- Born: 1954 (age 71–72) Mobile, Alabama
- Occupation: Financial software programmer; , Oyster Farmer
- Years active: 1980s–1990s

= Michael Osinski =

American computer programmer

Michael Osinski (born 1954) is a former Wall Street computer programmer who developed a software that played a role in the subprime mortgage-fueled crisis from 2007 to 2009. The software allowed the bundling of mortgage loans into bonds, which precipitated the subprime mortgage crisis that sparked the 2008 financial crisis.

== Early life and career ==
Osinski was born in 1954 and grew up in Mobile, Alabama. Prior to his work on Wall Street, Osinski was first involved in data entry. He became a lead programmer for a telecommunications company in the early 1980s and oversaw a team that wrote a system for tracking daily sales. However, he lost his job once the software became stable.

During the 1990s, Osinski worked for Lehman Brothers as a computer strategist.
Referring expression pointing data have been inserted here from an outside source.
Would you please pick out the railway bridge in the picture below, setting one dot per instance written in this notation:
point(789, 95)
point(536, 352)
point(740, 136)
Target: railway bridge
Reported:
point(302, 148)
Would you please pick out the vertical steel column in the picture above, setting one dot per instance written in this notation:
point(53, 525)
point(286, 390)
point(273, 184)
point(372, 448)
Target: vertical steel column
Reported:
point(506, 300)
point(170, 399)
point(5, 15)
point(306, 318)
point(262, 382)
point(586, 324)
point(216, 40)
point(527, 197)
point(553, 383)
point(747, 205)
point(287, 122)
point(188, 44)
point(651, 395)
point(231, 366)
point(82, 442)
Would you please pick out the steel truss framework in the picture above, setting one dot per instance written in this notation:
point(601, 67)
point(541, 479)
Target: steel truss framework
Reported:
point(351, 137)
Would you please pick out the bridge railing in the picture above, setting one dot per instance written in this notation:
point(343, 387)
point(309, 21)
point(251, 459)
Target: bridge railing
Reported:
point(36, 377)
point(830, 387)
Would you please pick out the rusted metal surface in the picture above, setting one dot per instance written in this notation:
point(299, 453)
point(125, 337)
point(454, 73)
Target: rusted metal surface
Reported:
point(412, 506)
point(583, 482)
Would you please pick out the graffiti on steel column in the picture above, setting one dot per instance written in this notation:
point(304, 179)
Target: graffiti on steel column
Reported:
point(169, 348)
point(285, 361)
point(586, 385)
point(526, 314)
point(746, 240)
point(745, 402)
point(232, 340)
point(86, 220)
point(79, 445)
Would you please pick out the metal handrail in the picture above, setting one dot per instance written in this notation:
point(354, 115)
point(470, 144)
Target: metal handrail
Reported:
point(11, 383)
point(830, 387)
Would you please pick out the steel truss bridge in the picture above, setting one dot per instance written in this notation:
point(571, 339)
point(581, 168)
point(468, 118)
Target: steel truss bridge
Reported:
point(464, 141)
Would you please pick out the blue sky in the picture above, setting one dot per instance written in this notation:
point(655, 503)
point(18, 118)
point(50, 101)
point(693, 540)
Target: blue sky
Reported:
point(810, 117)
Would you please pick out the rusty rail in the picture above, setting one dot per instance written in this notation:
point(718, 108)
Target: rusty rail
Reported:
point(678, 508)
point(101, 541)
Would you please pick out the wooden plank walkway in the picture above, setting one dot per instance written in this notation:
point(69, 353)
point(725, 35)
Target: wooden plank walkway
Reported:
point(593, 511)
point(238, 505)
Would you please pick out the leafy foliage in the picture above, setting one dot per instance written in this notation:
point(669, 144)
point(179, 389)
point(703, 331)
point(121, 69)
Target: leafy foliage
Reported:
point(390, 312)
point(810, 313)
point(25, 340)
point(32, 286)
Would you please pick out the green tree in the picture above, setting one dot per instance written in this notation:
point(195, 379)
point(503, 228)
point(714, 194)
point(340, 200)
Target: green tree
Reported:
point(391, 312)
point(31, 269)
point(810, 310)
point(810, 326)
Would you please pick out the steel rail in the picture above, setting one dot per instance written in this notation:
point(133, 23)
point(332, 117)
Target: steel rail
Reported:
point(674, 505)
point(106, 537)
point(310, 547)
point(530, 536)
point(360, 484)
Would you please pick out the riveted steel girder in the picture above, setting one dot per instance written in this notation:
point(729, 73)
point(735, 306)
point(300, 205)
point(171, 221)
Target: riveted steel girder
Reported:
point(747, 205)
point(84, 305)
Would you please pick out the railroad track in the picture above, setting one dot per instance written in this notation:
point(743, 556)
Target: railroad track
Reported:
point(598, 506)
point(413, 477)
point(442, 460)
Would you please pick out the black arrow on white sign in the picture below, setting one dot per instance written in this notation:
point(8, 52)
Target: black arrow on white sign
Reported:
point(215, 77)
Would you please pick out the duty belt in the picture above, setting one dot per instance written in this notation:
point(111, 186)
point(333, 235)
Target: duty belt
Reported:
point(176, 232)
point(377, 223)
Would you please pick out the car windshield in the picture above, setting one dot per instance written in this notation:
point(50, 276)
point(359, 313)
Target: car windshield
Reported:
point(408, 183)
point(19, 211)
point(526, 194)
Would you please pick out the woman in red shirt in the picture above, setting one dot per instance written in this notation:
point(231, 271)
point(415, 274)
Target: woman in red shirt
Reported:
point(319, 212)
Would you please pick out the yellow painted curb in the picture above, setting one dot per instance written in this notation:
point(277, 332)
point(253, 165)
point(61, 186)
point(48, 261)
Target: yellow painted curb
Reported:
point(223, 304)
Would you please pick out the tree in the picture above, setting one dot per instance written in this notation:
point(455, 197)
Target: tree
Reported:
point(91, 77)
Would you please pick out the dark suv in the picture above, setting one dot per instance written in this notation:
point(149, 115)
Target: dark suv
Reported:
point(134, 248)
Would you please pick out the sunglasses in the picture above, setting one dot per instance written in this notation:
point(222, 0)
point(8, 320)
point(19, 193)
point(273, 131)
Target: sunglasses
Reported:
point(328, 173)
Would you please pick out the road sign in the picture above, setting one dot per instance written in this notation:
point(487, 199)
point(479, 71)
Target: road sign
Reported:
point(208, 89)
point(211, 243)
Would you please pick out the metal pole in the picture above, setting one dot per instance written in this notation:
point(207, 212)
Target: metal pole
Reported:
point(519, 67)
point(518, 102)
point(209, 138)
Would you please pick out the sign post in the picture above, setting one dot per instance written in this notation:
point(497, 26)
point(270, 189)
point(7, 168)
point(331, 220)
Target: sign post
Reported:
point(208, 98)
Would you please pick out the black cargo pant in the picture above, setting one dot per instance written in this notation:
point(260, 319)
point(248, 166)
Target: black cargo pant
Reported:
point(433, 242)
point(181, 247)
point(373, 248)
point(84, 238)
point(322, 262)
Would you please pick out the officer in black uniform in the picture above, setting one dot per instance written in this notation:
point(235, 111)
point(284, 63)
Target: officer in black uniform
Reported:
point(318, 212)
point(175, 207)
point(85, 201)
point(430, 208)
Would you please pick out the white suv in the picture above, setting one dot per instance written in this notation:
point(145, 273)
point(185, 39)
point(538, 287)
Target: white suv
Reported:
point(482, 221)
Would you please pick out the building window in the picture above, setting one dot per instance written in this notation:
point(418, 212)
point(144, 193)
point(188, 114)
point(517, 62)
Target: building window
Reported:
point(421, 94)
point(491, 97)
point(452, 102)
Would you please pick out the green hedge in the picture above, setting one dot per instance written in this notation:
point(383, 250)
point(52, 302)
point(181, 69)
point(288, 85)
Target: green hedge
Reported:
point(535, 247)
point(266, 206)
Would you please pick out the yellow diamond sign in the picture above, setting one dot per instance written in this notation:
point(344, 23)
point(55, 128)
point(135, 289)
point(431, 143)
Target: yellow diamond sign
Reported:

He helped develop BondTalk, which is a language capable of modeling collateralized mortgage obligations.

==2008 financial crisis==
The 2008 financial crisis was caused by the crash in bonds associated with U.S. home loans, which were bundled with other loans and packaged as safe investments. This is referred to as mortgage securitization and was first introduced in 1983. For the first time, however, a software was developed by Osinski—together with his wife Isabel—that streamlined the process through the creation of an intricate network of bonds that are based on homeowners' payments. This new system, a product of 13 years of development, spread on Wall Street and allowed the exploitation of the market and consumers. First, the software became one of the tools used by banks and traders to obtain short-term gain but, later, these were used as "dangerous, volatile, mispriced financial weapons." There was a significant increase in available mortgage credit due to subprime lending but problems (e.g. increased risk of foreclosure) emerged due to relaxed credit standards.

== Retirement and farming ==
At 45, when his software was sold, Osinski retired and set up the Widow's Hole Oyster Farm. He and his wife bought a Long Island waterfront property in 1999, which they used to cultivate oysters. The Osinskis also actively campaign against the importation of oysters from Europe, citing its risk to the American shellfish industry.